With password theft hack attacks firmly in the threat actor crosshairs, and those cybercriminals coming up with ever increasingly cunning attack methods to help them, this latest warning from security experts needs to be taken very seriously indeed by Windows users. Those CAPTCHA tests to prove you are human and not a bot are not only annoying as heck, but they can be dangerous. Here’s why you must not complete this particular CAPTCHA test if it is presented to you.
What You Need To Know About These Dangerous CAPTCHA Tests
The use of CAPTCHA tests (it stands for Completely Automated Public Turing test to tell Computers and Humans Apart, in case you wondered) by threat actors is not new; on Oct. 26, 2024, I reported on how a Russian hacking group was targeting Ukrainian victims using a malicious version of the Google reCAPTCHA “I am not a robot” dialog.
At the time, I said that technology such as Apple’s server-based automatic verification system to bypass completing CAPTCHA tests manually for iOS users, along with a propensity towards using browser extensions that also help to defeat the things, meant that fewer are seen day to day. The problem being that fewer and none are not the same thing, and when confronted with a CAPTCHA we are likely more inclined to complete it as quickly as possible and move on to wherever we were trying to get. Especially when you consider that the anti-bot mechanism itself, partly now because it isn’t seen so often, has become cloaked in even more trust than when we faced them every five minutes.

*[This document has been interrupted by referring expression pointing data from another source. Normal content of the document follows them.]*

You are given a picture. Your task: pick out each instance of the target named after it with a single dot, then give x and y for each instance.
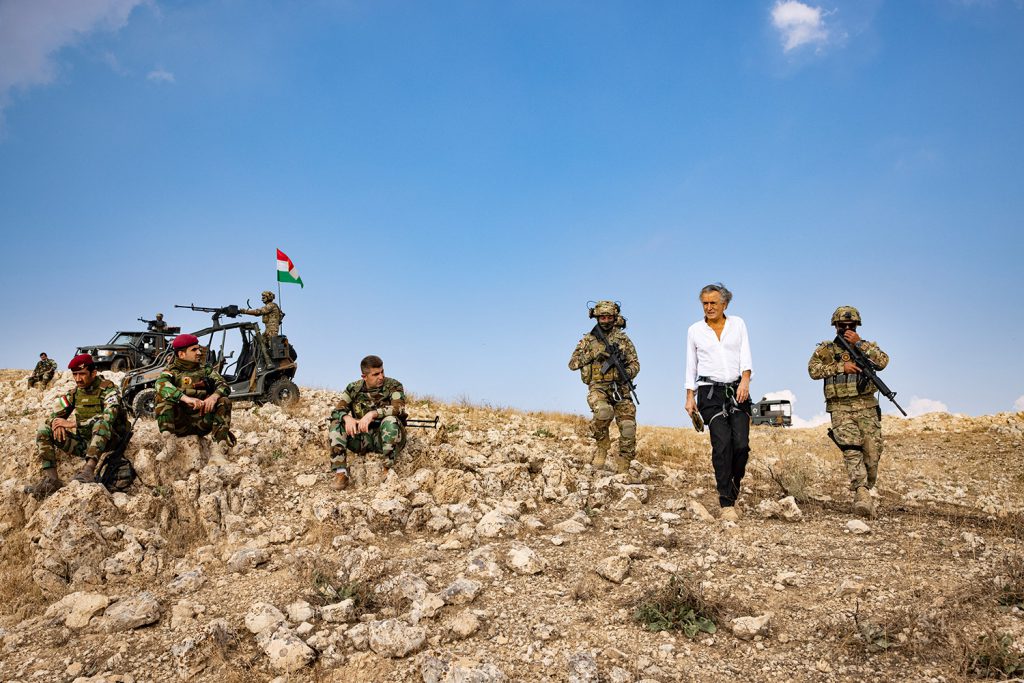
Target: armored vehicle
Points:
(256, 369)
(128, 350)
(774, 413)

The Latest CAPTCHA Test Attack Warning
The latest warning comes from Leandro Fróes, a senior threat research engineer with the Netskope Threat Labs, and confirms a new threat campaign that is delivering the Lumma Stealer malware capable of grabbing your passwords and other sensitive data. “The campaign is global,” Fróes said, targeting victims in “Argentina, Colombia, the United States, the Philippines, and other countries around the world.” It also doesn’t care much about the industry sector being attacked, with everything from healthcare, banking, marketing, and the telecom industry in the crosshairs so far.
The key findings of the Netskope Threat Labs report were:
- The new Lumma Stealer campaign employs fake CAPTCHAs across multiple new websites, employing malvertising and multiple new evasion techniques to target Windows users worldwide.

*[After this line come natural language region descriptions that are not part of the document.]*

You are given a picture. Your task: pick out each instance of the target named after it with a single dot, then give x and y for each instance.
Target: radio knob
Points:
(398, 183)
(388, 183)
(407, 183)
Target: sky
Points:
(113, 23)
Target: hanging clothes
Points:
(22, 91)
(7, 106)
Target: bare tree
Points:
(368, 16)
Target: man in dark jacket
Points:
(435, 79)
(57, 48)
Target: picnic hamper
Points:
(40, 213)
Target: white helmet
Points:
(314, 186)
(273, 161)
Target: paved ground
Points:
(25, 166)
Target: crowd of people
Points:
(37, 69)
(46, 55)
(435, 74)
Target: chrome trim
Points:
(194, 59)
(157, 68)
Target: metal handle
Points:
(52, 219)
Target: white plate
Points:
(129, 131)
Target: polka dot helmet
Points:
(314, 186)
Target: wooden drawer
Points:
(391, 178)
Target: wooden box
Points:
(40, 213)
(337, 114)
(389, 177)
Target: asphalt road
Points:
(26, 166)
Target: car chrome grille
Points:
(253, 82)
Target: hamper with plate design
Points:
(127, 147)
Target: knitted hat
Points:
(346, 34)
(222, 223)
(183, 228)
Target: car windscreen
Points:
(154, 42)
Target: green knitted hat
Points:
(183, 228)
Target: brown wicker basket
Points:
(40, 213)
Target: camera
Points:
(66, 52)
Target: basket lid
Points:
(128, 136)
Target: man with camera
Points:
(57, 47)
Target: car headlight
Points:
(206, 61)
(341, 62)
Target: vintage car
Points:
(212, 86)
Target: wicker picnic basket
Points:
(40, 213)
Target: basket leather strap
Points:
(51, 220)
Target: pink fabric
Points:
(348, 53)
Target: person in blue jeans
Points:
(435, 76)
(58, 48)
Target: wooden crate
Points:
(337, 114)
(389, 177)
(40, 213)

- The infection chain itself, initiated by the fake CAPTCHA instructions, requires the victim to execute a command from their clipboard using the Windows Run command. This makes it very hard for browser-based defenses to flag as malicious.

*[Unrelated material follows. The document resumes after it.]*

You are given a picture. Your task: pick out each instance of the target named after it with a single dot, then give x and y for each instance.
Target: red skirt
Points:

Mitigating The Windows CAPTCHA Malware Threat
In the current campaign, the fake CAPTCHA instructs the user to open the Windows Run window by pressing Windows+R, pasting the clipboard’s content in the run window using CTRL+V, and then pressing ENTER to execute it. “This specific sequence is essential for the successful execution of the next stage,” Fróes said, “and it only works in Windows environments.” Which brings me to the most apparent mitigation: asking yourself when have you ever been asked to do something like that before when completing a CAPTCHA? Seriously, don’t be that trustworthy. Not all threats require sophisticated AI-driven attack methods, most still just use trickery to get you infected. Take your time, think about what you are being asked to do, and make a sensible decision.